Last week, the FDA held a public hearing on "Modernizing the Regulation of Clinical Trials and Approaches to Good Clinical Practice." That's important because FDA's clinical trial regulations have not been substantially updated in over two decades. And though additional hurdles have been added to the clinical trial process over the past few years -- in order to more fully explore things like cardiovascular risk and hepatotoxicity issues, for example -- not much has changed in the way of basic clinical trial design.
Increasingly, though, new computational tools and other technological advances are enabling the use of innovative methods that could improve clinical trial quality. Better use of adaptive trial design and biomarkers, for example, should help trial sponsors collect better, more robust data from fewer patients and in a shorter amount of time. But FDA is only now beginning to test the waters with these new methods.
On the other hand, over the past two decades, FDA has increasingly been demanding more of the same -- more data from more individual tests within trials with more patients. The average number of patients supporting each NDA rose by 19 percent from 1995 to 2001. This trend, on average, appears to have leveled off in recent years, according to PAREXEL's Bio/Pharma R&D Statistical Sourcebook 2010/2011. But the number of patients in trials for many conditions continues to rise. And difficulty in recruiting a sufficient number of participants now often leads to termination of clinical trials before usable data can be generated. The escalating cost of recruiting, retaining, and testing so many participants caused the editors of the journal Nature Biotechnology to recommended that the FDA "put[] an upper limit on the number of people who could be included in a trial."
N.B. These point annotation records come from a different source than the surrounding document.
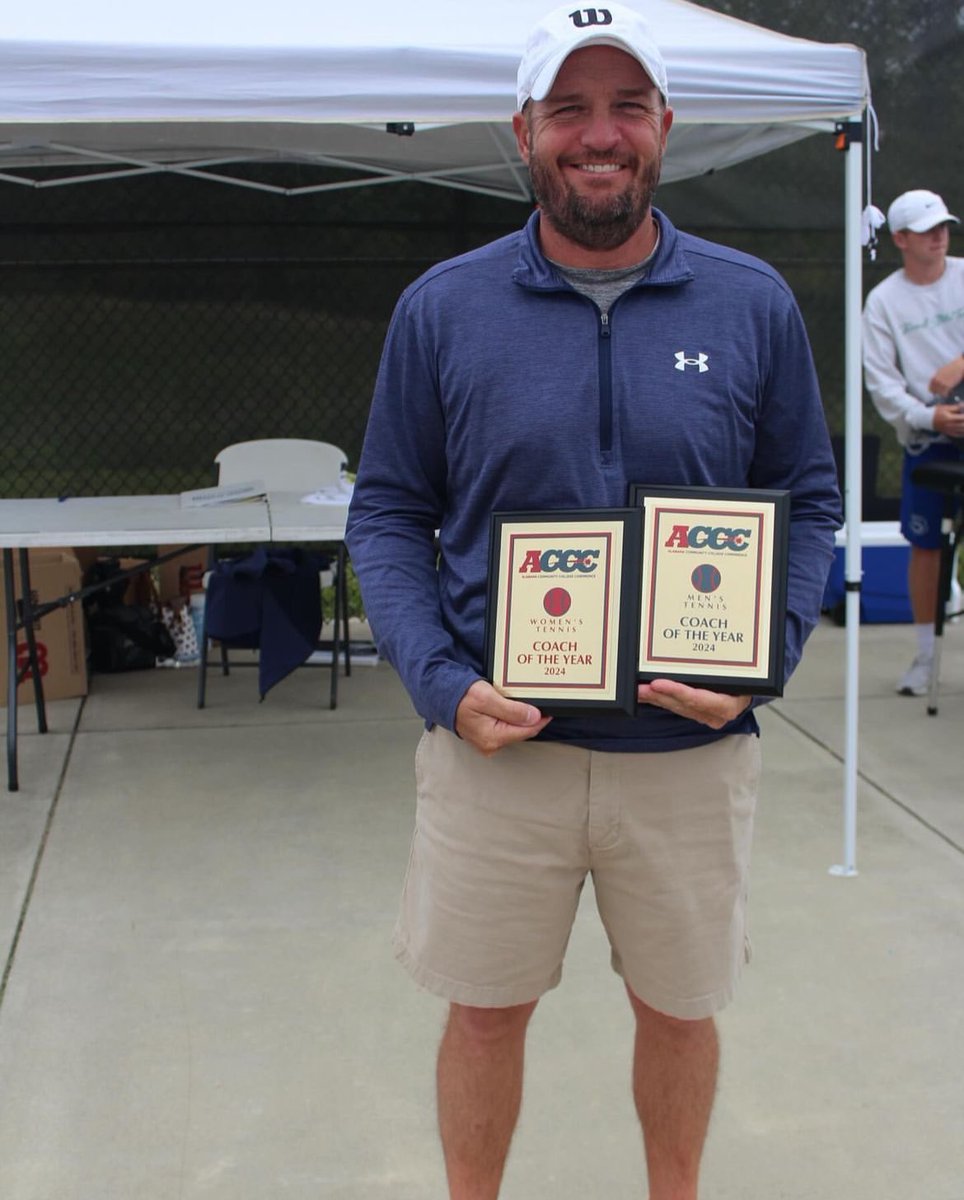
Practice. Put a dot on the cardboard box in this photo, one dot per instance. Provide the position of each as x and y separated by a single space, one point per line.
184 575
61 647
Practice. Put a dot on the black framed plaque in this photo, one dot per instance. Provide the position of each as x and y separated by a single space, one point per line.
562 609
713 587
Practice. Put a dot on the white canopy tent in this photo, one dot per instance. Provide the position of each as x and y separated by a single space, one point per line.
396 91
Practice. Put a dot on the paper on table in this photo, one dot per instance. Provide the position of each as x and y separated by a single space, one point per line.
336 493
203 497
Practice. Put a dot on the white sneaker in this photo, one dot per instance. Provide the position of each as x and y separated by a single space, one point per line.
916 679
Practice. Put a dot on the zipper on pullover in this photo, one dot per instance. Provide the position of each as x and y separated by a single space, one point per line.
605 385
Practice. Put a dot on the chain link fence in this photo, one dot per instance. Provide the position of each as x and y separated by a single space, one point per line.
147 323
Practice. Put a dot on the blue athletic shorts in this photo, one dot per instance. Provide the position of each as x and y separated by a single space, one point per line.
922 508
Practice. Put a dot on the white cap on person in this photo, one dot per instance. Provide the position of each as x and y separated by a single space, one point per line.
564 30
918 211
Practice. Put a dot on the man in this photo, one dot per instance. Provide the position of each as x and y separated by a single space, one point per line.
543 372
912 342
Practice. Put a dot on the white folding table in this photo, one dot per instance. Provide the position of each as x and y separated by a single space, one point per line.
138 521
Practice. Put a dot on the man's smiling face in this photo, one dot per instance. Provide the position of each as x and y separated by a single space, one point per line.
594 148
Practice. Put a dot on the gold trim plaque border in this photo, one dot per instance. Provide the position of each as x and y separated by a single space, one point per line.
713 587
562 609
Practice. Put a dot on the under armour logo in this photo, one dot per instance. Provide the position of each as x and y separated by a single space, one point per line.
682 361
584 17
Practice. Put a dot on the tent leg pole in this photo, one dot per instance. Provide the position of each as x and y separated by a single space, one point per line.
852 472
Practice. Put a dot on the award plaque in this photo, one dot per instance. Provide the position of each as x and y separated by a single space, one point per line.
562 616
713 587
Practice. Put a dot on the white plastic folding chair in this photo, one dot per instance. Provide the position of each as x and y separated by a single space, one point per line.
289 465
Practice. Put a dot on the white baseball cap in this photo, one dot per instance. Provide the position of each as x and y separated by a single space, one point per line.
566 30
918 211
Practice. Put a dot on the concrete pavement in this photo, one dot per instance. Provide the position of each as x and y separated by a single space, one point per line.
199 997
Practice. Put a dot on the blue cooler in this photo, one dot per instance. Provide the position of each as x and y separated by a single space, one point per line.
884 581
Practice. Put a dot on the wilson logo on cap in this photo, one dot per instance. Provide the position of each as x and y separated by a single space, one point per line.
585 17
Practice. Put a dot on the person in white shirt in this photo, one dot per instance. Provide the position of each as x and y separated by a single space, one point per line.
914 365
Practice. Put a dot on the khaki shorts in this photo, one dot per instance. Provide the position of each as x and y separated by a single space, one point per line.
503 846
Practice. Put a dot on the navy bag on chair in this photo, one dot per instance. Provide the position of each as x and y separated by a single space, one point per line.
269 600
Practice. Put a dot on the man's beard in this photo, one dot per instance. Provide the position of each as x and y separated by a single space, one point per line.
594 223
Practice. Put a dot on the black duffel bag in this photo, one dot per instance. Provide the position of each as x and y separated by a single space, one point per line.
121 636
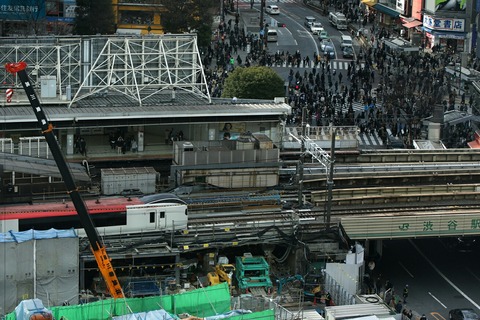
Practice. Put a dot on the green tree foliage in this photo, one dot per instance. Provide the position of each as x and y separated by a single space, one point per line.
253 83
190 15
94 17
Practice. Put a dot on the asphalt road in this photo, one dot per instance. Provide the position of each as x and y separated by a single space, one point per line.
439 278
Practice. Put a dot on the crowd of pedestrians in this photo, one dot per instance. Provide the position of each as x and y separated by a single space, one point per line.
395 90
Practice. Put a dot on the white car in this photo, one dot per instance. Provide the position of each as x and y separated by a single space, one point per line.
326 43
316 27
272 9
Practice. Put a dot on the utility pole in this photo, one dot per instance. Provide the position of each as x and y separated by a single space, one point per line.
328 211
262 8
301 160
222 11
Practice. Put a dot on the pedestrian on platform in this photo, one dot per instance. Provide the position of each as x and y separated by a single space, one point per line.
405 294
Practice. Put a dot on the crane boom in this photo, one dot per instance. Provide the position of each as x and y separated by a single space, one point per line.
97 246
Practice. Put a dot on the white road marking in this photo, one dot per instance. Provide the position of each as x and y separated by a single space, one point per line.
436 299
444 277
437 316
406 270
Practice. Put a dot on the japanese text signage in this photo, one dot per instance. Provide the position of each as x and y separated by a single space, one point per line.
411 226
25 10
447 24
400 6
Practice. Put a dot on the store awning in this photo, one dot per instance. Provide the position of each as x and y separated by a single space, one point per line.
445 34
386 10
412 24
369 3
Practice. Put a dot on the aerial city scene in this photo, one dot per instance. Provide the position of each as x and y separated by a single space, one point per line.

In addition, the length and complexity of trials continues to increase, according to the Tufts Center for the Study of Drug Development. The length of trials grew by 70 percent from 1999 to 2005, and the median number of tests conducted per patient (such as routine exams, blood tests, and x-rays) rose by 49 percent from 2000 to 2007. These new hurdles have also made it more difficult to enroll patients in trials and to keep them in the trials until completion. And the problem is most acute for drugs that treat chronic conditions such as diabetes and cardiovascular disease, where many thousands of patients must be enrolled in especially lengthy trials to satisfy FDA's innate risk aversion.
All of this has had a predictable effect on drug research and development. As Avik Roy concluded in his recent Manhattan Institute paper, "The enormous cost and risk of Phase III trials create incentives for researchers and investors to avoid work on medications for the chronic conditions and illnesses that pose the greatest threat to Americans, in terms of health spending and in terms of the number of people affected."
It appears at least that FDA has begun to take this seriously. But as one might expect, the agency is moving only very cautiously to embrace the innovative clinical trial approaches that might help to alleviate the problem. The agency has, for example, been receptive to adaptive trial design proposals, but it insists that adaptive trials be designed more carefully than conventional ones in order to prevent biases from being introduced into the statistical analysis. If the rules for adaptive trials are too rigid, it could prevent firms from reaping the full benefits of the innovative methodologies. Many firms have therefore been reluctant to experiment with these innovations until more is known about how the agency will evaluate them after the fact.
The agency has to do more and faster because, as science journalist Malorye Allison explained in a January Nature Biotechnology article, "The expanding timelines, size, failure rate and cost of trials have finally reached a point where, like the towering US debt, nobody can pretend it is viable." As I wrote a few months ago, "there is no doubt that [a] radical reinvention of the standard, 20th Century clinical trial design will be necessary if the research-intensive pharmaceutical industry is going to remain sustainable in the 21st Century."
At last week's hearing, representatives from the Association of Clinical Research Organizations (ACRO) argued that FDA "should not be yoked to any political agenda, like 'saving' the current U.S. research enterprises," according to the Pharma Times. Instead, "its goal should be to facilitate a new model that can generate more medical products in less time at less cost." I couldn't agree more. But since we're talking about an extraordinarily conservative regulatory agency that abhors risk -- not just patient risk, but political risk to itself -- implementing the kind of radical re-thinking that will be necessary is easier said than done.